In addition to the presenters speaking at the Robert Duncan Symposium on April 22-24, CPP is proud to announce our very exciting (and very famous!) keynote speakers, Nathaniel Mackey and Michael Palmer.  Please find their bios below.

Michael Palmer is invoked by name in Robert Duncan’s “In Wonder [Passages],” from Ground Work II: In the Dark. (“FOR MICHAEL PALMER     who also   may    work     alone.” His association with Duncan was longstanding, stretching back to the 1963 Vancouver Poetry Conference, continuing through shared time on the faculty at San Francisco’s New College. Palmer has been a steward of Duncan’s work in the years since his death, most recently providing an introduction to the single volume publication of Ground Work by New Directions in 2006.

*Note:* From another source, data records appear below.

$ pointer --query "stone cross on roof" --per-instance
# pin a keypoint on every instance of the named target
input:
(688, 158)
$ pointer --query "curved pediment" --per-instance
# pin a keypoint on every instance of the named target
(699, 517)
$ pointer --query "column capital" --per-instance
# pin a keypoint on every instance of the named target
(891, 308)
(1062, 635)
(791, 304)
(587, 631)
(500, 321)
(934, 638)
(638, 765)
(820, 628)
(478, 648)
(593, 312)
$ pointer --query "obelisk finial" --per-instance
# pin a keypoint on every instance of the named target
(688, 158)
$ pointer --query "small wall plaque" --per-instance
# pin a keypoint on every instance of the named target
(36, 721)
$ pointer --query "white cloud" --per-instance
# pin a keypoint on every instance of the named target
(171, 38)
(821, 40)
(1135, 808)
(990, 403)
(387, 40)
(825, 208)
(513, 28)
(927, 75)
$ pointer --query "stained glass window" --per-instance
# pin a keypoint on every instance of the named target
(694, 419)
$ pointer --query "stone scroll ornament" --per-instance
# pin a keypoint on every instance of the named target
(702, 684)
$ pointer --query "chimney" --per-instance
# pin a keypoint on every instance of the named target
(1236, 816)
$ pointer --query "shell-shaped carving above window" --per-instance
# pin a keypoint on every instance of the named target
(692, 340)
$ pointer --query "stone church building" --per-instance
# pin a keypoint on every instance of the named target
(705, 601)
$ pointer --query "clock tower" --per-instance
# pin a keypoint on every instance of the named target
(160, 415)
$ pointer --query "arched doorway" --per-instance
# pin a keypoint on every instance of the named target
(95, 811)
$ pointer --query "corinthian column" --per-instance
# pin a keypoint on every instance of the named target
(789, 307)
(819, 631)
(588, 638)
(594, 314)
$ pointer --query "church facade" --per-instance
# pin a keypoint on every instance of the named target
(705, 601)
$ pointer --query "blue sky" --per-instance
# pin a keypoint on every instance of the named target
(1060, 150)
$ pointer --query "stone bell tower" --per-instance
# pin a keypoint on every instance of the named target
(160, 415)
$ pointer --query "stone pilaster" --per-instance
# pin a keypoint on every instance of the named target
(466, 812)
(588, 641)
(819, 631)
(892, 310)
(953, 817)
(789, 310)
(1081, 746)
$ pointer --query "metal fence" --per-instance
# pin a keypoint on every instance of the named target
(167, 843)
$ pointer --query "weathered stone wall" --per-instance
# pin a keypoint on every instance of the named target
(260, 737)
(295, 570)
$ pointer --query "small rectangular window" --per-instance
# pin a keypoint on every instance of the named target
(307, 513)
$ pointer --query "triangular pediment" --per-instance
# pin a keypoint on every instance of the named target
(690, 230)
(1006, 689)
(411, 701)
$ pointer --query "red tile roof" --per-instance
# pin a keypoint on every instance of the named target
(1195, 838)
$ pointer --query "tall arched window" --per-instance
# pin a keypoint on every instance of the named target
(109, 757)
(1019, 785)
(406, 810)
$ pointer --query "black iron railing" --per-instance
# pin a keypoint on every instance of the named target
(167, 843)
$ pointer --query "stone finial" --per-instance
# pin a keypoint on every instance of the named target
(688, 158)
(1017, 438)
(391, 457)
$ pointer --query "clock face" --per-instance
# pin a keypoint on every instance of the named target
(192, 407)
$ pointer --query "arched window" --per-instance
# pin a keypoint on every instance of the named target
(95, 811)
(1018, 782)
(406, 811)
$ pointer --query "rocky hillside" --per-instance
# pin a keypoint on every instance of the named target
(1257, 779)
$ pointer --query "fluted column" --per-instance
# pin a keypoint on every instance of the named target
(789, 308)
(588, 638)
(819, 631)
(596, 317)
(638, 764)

Palmer is the author of many books of poetry, including Company of Moths (2005); Codes Appearing: Poems 1979-1988 (2001); The Promises of Glass (2000); The Lion Bridge: Selected Poems 1972-1995 (1998); and At Passages (1996), all published by New Directions; Sun (1988); First Figure (1984); Notes for Echo Lake (1981); Without Music (1977); The Circular Gates (1974); and Blake’s Newton (1972). In 2008, New Directions published Active Boundaries: Selected Essays and Talks.

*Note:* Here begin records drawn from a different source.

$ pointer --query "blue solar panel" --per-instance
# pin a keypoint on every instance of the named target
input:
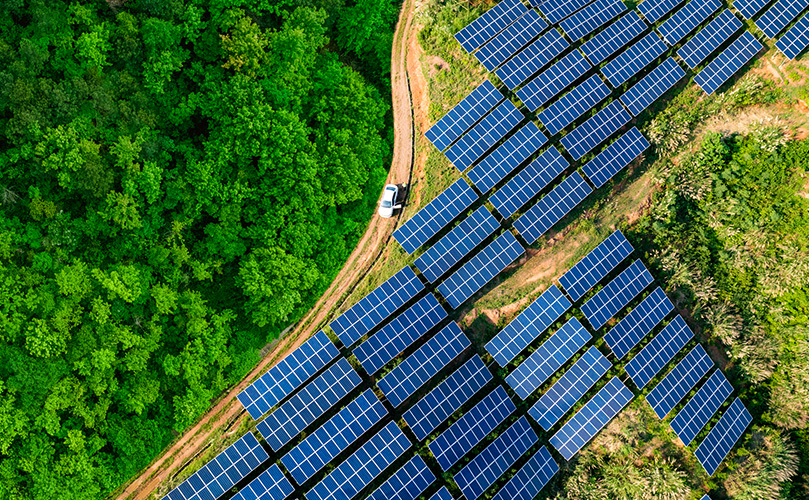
(574, 104)
(437, 214)
(617, 294)
(698, 412)
(566, 392)
(489, 24)
(484, 135)
(590, 18)
(491, 463)
(462, 436)
(552, 207)
(679, 381)
(358, 470)
(289, 374)
(484, 266)
(532, 59)
(528, 325)
(709, 38)
(223, 472)
(634, 59)
(593, 417)
(613, 37)
(529, 182)
(399, 334)
(532, 477)
(553, 80)
(508, 156)
(728, 62)
(596, 265)
(447, 397)
(549, 357)
(310, 403)
(723, 436)
(651, 359)
(404, 380)
(465, 114)
(333, 437)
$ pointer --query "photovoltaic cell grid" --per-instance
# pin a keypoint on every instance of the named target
(462, 436)
(723, 436)
(567, 391)
(280, 426)
(615, 157)
(422, 365)
(438, 213)
(617, 294)
(289, 374)
(679, 381)
(528, 325)
(480, 269)
(663, 347)
(593, 417)
(496, 459)
(223, 472)
(358, 470)
(552, 207)
(728, 62)
(596, 265)
(377, 306)
(447, 397)
(529, 182)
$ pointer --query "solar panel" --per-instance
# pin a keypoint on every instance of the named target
(549, 357)
(280, 426)
(664, 346)
(617, 294)
(532, 59)
(593, 417)
(566, 392)
(465, 114)
(596, 130)
(438, 213)
(404, 380)
(709, 38)
(484, 135)
(728, 62)
(223, 472)
(507, 43)
(287, 375)
(592, 17)
(615, 157)
(574, 104)
(679, 381)
(358, 470)
(462, 436)
(613, 37)
(652, 86)
(490, 23)
(484, 266)
(528, 325)
(553, 80)
(552, 207)
(698, 412)
(491, 463)
(399, 334)
(634, 59)
(508, 156)
(334, 437)
(596, 265)
(447, 397)
(529, 182)
(723, 436)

He lives in San Francisco.

Nathaniel Mackey’s involvement with Robert Duncan’s poetry began with the dissertation he wrote at Stanford University on Duncan’s Open Field poetics. His essays on Duncan’s poetry, especially its serial component, are groundbreaking; his monograph “Gassire’s Lute: Robert Duncan’s Viet Nam War Poems” is one of the best sustained readings of Duncan’s poetry we have. In his own poetry, Mackey has expanded the open field of Duncan’s poetry but has also struck out for new territory, discovering places uniquely his own in an ever-expanding body of work.

Mackey’s books of poetry include Splay Anthem (New Directions, 2006), which won the 2006 National Book Award in Poetry; Whatsaid Serif (1998); School of Udhra (1993); and Eroding Witness (1985). From a Broken Bottle, Traces of Perfume Still Emanate, his series of epistolary novels, has four parts so far: Bedouin Hornbook (1986), Djbot Baghostus’s Run (1993), Atet A.D. (2001), and Bass Cathedral (2008). His essays have been collected in Discrepant Engagement: Dissonance, Cross-Culturality, and Experimental Writing (1993) and Paracritical Hinge: Essays, Talks, Notes, Interviews (2005).

He lives in Santa Cruz and teaches at the University of California.